Esse também parece ser o entendimento de José Jairo Gomes (2011, p. 194):
A cláusula final do dispositivo em apreço enseja a interpretação de que a inelegibilidade não surge automaticamente da decisão que multar o doador; não se trata, pois, de efeito secundário da sentença. Ela deve resultar de decisão autônoma, em processo que tenha observado o rito do art. 22 da LC nº 64/90. Isso, porém, só faz sentido quando o doador for pessoa jurídica. É que aí o réu na ação por doação irregular será a pessoa jurídica, enquanto a inelegibilidade afetará os dirigentes desta; por óbvio, isso não acontece na hipótese de doação irregular feita por pessoa física. [...] (grifo nosso)

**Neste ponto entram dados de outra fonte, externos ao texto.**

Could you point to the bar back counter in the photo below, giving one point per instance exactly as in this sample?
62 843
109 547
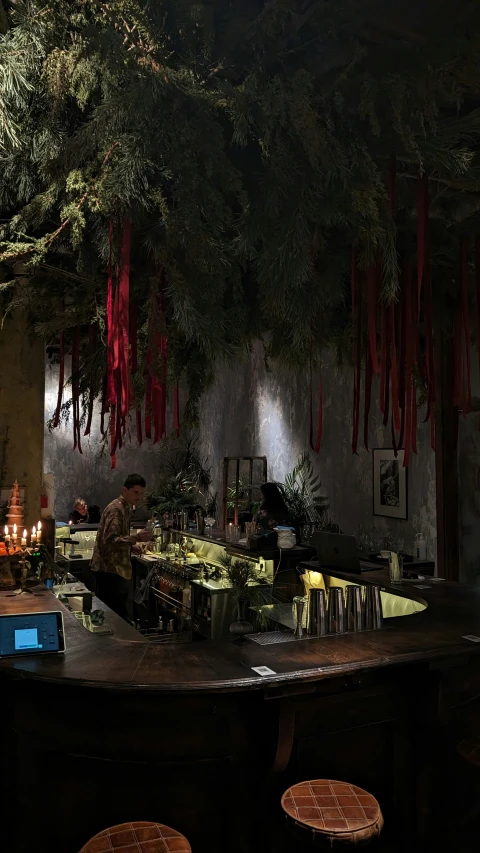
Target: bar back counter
118 729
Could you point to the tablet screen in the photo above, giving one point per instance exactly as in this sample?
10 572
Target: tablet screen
31 633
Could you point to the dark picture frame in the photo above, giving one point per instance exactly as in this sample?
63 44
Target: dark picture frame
390 484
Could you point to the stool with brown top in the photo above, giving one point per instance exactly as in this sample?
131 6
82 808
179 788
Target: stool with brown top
141 837
333 814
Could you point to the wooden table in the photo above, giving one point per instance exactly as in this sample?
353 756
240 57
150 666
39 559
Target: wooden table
118 729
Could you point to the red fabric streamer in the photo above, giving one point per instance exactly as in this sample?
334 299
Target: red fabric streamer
123 319
61 381
316 445
393 369
368 394
357 357
467 394
75 389
176 410
372 294
92 346
410 348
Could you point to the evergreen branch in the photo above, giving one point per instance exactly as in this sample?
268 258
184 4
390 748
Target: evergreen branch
47 241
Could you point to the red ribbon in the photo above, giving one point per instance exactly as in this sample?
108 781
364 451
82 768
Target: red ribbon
467 387
368 395
422 224
61 381
176 411
356 353
92 345
75 389
372 281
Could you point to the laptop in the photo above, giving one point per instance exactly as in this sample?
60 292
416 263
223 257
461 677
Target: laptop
338 551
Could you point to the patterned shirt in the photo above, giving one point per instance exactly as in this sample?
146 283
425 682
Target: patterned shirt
114 543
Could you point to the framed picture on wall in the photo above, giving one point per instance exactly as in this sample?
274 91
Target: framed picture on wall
390 494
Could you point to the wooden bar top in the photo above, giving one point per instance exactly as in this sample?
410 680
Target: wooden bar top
127 662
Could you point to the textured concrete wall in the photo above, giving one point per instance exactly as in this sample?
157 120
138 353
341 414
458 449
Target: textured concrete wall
89 475
250 411
253 412
21 411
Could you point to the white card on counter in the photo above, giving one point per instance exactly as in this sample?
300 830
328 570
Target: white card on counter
263 670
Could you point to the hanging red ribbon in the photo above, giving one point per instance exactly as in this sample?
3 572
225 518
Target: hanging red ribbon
372 277
357 356
368 394
467 395
92 345
422 223
75 389
176 411
61 381
316 445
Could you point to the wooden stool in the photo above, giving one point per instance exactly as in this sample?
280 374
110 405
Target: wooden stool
335 814
141 837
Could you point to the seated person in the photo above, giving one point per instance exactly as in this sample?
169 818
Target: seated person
94 514
273 510
79 514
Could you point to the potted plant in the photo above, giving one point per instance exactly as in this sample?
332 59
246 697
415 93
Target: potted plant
308 509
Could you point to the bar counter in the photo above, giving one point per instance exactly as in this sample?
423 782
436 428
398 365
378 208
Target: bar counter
190 735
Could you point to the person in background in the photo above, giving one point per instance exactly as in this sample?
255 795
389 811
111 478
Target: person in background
273 510
94 514
79 514
111 556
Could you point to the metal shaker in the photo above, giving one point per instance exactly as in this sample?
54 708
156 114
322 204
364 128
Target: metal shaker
299 607
355 620
317 613
336 610
373 608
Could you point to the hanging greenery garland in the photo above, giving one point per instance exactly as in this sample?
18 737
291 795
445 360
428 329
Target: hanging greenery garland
181 178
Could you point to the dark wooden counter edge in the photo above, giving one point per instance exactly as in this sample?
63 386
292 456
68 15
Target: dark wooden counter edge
453 610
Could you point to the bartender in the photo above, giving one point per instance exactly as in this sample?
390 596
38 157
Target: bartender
273 510
113 547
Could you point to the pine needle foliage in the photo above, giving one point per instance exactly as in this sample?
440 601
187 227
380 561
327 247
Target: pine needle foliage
249 144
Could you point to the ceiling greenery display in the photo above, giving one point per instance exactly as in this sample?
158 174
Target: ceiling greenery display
179 179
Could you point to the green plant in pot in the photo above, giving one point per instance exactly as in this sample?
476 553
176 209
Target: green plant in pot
240 574
308 509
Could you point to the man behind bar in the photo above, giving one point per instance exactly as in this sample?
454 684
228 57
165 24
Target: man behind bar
111 556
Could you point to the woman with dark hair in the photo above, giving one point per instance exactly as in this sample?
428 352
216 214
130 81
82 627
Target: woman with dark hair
273 510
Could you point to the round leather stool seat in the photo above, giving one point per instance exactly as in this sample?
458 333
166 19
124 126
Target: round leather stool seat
337 813
141 837
469 749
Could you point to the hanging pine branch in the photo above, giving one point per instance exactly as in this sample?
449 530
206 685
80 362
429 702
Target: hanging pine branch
249 147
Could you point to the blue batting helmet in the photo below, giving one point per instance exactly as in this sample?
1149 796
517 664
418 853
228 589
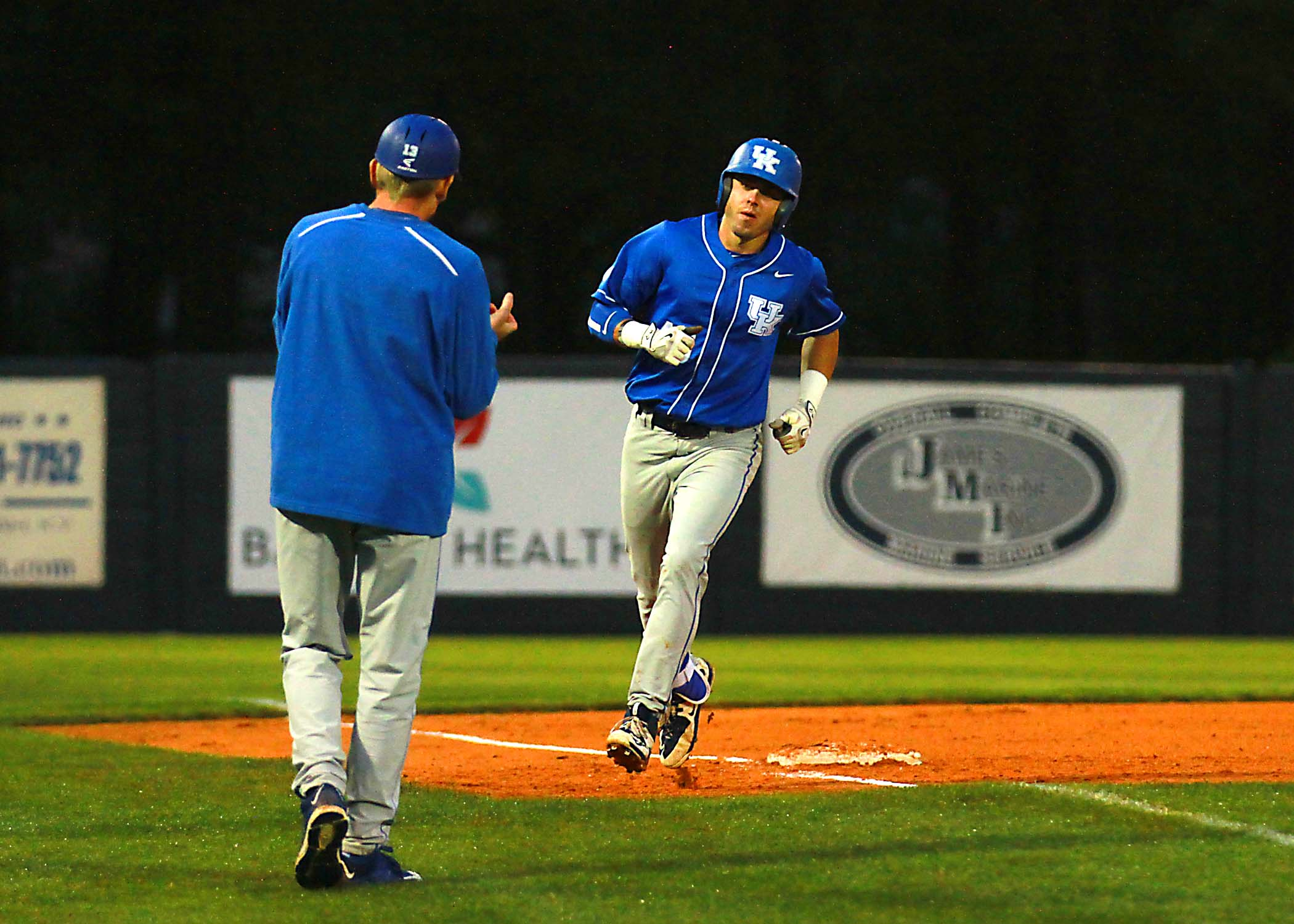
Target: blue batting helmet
768 160
418 148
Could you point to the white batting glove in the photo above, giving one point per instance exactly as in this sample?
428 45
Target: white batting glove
792 426
668 343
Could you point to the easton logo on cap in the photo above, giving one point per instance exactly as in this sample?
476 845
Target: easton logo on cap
972 484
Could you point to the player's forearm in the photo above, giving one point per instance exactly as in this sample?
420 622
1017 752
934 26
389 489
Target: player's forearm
821 354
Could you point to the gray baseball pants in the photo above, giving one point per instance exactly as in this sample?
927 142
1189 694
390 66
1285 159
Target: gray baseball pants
677 496
319 558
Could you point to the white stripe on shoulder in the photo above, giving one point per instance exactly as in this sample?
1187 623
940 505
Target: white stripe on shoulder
822 328
335 217
433 249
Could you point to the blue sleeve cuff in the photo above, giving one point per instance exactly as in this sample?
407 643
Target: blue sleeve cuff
604 318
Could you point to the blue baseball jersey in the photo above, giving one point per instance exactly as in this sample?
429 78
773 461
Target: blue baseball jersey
383 339
681 272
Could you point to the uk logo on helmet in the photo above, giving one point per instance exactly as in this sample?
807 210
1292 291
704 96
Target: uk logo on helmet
765 158
410 152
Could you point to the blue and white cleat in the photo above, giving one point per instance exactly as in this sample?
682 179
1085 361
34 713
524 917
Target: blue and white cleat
682 717
380 867
325 822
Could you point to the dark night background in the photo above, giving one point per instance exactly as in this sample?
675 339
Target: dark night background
1101 182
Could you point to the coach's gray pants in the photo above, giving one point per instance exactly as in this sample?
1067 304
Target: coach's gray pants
677 497
397 573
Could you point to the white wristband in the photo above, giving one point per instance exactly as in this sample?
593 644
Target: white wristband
813 385
632 334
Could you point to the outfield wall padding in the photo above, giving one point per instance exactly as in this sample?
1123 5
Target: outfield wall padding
167 503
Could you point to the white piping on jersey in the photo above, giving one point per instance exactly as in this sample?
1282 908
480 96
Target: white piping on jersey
714 304
822 328
433 249
335 217
735 312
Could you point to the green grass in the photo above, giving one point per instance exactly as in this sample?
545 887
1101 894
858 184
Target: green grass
104 677
101 832
107 832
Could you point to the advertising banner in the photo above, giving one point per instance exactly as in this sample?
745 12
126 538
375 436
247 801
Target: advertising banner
938 484
52 474
536 493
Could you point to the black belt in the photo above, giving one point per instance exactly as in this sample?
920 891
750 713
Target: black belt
680 428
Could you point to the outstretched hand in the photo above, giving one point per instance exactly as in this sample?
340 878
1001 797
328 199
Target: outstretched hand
501 317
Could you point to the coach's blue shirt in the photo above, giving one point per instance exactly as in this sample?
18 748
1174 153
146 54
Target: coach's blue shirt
383 339
681 272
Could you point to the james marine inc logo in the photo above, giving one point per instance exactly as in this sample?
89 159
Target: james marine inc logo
972 484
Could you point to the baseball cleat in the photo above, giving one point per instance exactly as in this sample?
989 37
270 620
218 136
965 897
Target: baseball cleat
630 742
325 825
682 719
380 867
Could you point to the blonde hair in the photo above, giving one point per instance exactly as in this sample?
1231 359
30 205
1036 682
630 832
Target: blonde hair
397 188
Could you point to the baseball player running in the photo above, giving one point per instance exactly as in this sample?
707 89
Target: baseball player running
386 334
703 302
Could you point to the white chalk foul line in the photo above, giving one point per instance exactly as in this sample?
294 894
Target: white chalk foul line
526 746
266 703
593 752
1261 831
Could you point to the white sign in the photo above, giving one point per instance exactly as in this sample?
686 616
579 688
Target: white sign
941 484
52 472
536 495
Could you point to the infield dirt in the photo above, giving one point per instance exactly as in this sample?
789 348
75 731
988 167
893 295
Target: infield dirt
1056 743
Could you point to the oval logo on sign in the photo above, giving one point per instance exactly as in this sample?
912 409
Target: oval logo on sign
972 484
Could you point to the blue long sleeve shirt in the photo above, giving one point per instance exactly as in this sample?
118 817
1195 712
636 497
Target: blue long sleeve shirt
681 272
383 336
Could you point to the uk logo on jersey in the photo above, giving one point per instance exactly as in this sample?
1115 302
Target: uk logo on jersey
765 315
765 158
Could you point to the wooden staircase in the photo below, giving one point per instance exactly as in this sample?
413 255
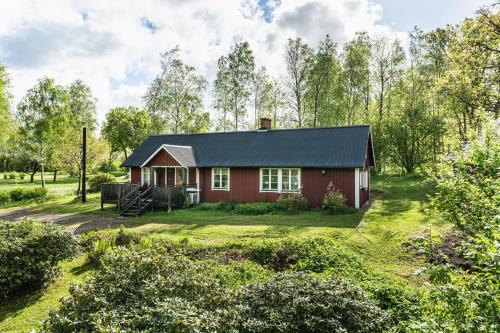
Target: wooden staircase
136 202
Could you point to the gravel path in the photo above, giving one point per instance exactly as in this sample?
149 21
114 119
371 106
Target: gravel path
77 223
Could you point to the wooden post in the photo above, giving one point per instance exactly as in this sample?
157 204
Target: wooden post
84 165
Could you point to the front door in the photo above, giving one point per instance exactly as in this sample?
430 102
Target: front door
170 176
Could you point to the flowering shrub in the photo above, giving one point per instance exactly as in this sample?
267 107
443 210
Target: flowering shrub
334 201
30 252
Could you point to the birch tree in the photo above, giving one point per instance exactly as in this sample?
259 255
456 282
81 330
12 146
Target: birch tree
43 115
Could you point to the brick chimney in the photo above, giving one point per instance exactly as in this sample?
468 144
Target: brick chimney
265 124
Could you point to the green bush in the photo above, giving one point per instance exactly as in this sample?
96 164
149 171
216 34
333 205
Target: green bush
99 242
30 252
296 302
19 194
254 208
96 181
334 201
157 291
292 202
139 291
4 197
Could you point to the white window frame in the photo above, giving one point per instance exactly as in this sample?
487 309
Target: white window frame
142 175
280 181
363 179
228 180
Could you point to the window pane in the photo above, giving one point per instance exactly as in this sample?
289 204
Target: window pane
285 179
294 180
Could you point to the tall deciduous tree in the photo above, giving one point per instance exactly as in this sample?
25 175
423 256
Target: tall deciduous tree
82 106
298 64
356 69
387 62
125 128
261 95
175 96
321 92
6 121
234 79
43 115
82 114
472 81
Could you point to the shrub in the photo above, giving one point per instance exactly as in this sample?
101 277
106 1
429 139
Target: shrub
19 194
30 252
157 291
99 242
334 201
96 181
254 208
296 302
4 197
147 290
293 202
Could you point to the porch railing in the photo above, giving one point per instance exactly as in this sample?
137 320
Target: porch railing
113 192
131 196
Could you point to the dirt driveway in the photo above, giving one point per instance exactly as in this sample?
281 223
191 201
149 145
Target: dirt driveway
77 223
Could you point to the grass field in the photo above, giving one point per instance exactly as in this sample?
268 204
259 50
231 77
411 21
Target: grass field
399 212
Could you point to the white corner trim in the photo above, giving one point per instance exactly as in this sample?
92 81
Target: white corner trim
356 188
228 180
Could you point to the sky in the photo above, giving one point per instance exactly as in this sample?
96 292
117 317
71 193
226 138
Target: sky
114 46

No Tribunal Superior Eleitoral havia se firmado o entendimento pela impossibilidade de extensão do preceito do § 4º do art. 81 da LE para os processos que envolvessem doadores pessoas físicas, nos seguintes termos:
AGRAVO REGIMENTAL. RECURSO ESPECIAL. EXCESSO. LIMITE DE DOAÇÃO. PESSOA FÍSICA. REPRESENTAÇÃO. ELEIÇÕES 2006. PEDIDO. EXTENSÃO. RITO. PESSOA JURÍDICA (ARTIGO 81, § 4º, DA LEI Nº 9.504/97). IMPOSSIBILIDADE. EMBARGOS DE DECLARAÇÃO EXTEMPORÂNEOS. PRAZO DE 24 HORAS PARA AJUIZAMENTO (ARTIGO 96, § 8º, DA LEI DAS ELEIÇÕES). INTEMPESTIVIDADE REFLEXA DO RECURSO ESPECIAL. DESPROVIMENTO. 1. A Lei nº 12.034/2009, ao estabelecer o rito previsto no artigo 22 da LC nº 64/90 para o processamento das representações por excesso de doação, assim o fez tão somente em relação a pessoas jurídicas, não havendo falar em extensão, por analogia, ou ainda sob o argumento de isonomia, do preceito inserto no § 4º do artigo 81 da Lei das Eleições também para pessoas físicas. 2. O artigo 23 da Lei nº 9.504/97, que trata de doações a candidatos feitas por pessoas físicas, não prevê expressamente o rito processual a ser adotado para a apuração do ilícito de doação acima do limite legal, razão pela qual, na ausência de disposição específica em contrário, o procedimento a ser observado para a aplicação da multa prevista no § 3º do citado dispositivo é o do artigo 96 do mesmo diploma, e não o do artigo 22 da LC nº 64/90. [...] (TSE, AgR-REspe nº 124656 - Maceió/AL. Acórdão de 08/03/2012. Relator(a) Min. GILSON LANGARO DIPP. Publicação: DJE, Tomo 73, Data 19/04/2012, Página 40) (grifo nosso)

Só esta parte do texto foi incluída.